Southeastern Community College laid off nine employees in May when the board of trustees approved a reduction in force to brace for an anticipated $1.2 million reduction in state funds.

President Kathy Matlock said the budget cuts were due to decreased enrollment and changes to the state's funding formula for community colleges.

Matlock had previously announced plans to retire in November.

Leadership qualities

Officials at the college and the hospital say it's essential that their next leaders be attuned to the needs of the local community.

"We want this person to be seen, to be known, to be a part of the whole county," said Randy Britt, chair of the SCC board of trustees.

"Our patients are our family, friends, neighbors," CRHS Interim CEO Duane Erwin said. "It's key to the health of this community, and they want someone who understands that, appreciates it, and really nurtures this organization so it remains that integral part of our community."

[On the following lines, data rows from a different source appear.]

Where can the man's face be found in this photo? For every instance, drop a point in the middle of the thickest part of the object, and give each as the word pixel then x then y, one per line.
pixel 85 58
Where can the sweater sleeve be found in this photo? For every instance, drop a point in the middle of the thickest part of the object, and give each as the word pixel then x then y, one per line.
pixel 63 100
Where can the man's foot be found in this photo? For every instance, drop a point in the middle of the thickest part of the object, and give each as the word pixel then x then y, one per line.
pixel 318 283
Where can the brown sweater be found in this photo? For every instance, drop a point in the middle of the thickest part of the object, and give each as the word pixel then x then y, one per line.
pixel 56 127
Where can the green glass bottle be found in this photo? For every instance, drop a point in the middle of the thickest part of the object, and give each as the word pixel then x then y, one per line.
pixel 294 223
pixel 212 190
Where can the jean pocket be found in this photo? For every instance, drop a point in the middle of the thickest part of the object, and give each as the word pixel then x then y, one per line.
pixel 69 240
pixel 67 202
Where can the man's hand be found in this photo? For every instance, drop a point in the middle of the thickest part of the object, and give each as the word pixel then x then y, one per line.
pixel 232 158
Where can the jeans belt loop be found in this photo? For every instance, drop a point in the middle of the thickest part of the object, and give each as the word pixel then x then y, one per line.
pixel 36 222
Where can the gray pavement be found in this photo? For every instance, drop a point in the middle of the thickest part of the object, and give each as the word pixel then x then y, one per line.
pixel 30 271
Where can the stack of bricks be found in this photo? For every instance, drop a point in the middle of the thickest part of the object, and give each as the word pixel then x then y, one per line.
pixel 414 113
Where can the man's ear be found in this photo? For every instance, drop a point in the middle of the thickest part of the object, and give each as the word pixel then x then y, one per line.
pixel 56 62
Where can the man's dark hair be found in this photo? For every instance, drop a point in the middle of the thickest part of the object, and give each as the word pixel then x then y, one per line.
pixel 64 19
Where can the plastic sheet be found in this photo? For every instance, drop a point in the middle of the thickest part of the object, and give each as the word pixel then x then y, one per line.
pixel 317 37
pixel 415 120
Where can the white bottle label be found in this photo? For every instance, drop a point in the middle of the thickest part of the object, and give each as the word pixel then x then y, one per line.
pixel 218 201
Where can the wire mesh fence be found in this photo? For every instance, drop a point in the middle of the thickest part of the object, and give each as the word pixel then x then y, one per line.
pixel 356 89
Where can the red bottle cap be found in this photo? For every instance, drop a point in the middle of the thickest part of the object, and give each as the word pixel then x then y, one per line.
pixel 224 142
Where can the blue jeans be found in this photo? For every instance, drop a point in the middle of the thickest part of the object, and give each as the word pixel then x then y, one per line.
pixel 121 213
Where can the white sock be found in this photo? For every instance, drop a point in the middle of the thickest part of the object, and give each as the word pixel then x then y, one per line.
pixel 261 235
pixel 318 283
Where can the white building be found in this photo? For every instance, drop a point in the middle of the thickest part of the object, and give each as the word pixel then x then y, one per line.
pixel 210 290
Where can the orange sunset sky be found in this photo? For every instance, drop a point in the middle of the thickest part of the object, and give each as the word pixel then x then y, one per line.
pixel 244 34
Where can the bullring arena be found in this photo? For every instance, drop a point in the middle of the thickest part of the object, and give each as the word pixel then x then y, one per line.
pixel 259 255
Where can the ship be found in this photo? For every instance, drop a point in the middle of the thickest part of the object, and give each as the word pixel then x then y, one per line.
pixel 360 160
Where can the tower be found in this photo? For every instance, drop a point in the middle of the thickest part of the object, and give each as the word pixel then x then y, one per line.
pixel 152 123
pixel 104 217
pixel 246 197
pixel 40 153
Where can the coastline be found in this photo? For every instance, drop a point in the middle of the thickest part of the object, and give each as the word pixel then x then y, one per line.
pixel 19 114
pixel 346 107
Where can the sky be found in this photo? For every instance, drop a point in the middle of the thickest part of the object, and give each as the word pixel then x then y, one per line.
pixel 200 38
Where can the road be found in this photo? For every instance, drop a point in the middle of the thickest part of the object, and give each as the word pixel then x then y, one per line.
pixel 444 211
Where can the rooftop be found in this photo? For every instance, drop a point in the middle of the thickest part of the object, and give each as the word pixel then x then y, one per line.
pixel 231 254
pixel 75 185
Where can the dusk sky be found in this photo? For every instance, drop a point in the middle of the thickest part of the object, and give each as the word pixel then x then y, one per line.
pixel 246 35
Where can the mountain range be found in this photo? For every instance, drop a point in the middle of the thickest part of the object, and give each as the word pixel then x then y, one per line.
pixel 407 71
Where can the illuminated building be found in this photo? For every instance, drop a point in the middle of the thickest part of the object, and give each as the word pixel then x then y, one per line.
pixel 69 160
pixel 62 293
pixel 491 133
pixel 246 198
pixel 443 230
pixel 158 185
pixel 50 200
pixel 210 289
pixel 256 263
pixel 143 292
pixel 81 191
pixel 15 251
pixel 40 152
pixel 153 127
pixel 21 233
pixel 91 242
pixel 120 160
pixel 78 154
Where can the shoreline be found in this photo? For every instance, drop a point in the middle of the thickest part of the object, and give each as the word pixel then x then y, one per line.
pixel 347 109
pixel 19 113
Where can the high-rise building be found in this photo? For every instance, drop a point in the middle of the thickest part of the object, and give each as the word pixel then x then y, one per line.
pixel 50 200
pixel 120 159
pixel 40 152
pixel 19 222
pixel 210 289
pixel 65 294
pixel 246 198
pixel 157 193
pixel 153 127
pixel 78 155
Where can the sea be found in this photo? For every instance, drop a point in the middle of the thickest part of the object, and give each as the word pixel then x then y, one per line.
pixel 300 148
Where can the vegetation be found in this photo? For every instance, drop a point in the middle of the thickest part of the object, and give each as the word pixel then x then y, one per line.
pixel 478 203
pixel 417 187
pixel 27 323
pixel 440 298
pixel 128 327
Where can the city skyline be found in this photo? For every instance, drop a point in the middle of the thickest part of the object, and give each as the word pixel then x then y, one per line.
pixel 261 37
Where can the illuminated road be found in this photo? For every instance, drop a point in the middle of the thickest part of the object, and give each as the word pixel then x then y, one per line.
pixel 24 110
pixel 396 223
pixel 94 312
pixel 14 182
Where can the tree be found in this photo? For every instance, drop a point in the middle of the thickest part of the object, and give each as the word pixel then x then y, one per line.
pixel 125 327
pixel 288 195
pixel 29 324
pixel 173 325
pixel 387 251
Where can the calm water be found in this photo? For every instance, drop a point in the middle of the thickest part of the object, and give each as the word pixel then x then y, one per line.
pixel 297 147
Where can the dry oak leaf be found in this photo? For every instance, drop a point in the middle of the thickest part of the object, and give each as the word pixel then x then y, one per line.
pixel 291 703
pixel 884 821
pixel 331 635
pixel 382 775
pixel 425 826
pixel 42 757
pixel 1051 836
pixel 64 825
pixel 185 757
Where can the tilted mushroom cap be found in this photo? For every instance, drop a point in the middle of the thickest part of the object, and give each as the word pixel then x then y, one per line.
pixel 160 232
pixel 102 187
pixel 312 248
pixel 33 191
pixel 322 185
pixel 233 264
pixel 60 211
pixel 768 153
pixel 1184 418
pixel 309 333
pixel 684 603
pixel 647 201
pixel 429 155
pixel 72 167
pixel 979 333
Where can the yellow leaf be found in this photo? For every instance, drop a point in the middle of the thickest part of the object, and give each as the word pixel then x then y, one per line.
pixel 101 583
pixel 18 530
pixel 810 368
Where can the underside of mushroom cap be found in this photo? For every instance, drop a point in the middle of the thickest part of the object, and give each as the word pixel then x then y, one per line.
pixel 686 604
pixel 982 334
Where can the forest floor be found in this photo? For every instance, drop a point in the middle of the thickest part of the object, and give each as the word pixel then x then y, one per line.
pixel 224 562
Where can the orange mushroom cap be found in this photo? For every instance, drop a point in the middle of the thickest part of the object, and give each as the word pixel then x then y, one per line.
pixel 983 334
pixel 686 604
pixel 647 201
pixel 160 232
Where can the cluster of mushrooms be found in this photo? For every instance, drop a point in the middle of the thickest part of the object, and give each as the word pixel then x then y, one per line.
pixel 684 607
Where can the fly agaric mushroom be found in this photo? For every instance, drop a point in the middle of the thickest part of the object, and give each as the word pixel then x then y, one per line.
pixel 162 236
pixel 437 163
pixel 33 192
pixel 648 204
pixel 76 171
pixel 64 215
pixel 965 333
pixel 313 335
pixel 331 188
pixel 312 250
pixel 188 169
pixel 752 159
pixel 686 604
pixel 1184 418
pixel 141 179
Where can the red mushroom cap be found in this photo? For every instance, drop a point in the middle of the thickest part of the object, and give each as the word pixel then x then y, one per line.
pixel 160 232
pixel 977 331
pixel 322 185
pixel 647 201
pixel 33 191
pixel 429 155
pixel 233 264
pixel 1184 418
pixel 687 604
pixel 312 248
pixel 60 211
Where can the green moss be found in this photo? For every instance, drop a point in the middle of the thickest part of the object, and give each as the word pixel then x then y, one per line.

Erwin said other desired attributes haven't been determined, such as years of experience and whether the CEO should have a background in community hospitals or in health systems.

Minimum qualifications for the Southeastern president position include a master's degree, significant administrative experience and involvement with economic development. A doctorate and teaching experience are preferred. 

Financial pressures

CRHS and SCC officials interviewed don't believe their institution's ongoing budget concerns will hurt their ability to recruit talented leaders.

"I'll tell you, this is an excellent organization," Erwin said. "The employees are phenomenal, the medical staff is great. You find the right candidate, they're going to come in here and say, ‘I want to be here.'"

SCC is a perfect place for an aggressive leader of any age who wants to leave a mark, said Harry Foley, a trustee who chairs the search committee.

He believes the guaranteed base state salary of $144,000 will also be an important recruitment tool.

"That's pretty good money for Columbus County," Foley said.

Search process

The Columbus Regional CEO will be employed by Carolinas HealthCare System, the Charlotte-based company that manages the hospital. But Erwin says the local board of trustees will guide the search and be assisted by a recruiter. He expects the process to take six to nine months.

The college formed a 13-member search committee comprised of trustees as well as a county commissioner and representatives from the county's two public school systems.

Foley explained transparency is a top priority.

"We only get one chance to do this right, and we've got to do it right," he said, adding the average tenure of a college president is nine years.

College leaders plan for the new president to begin in January.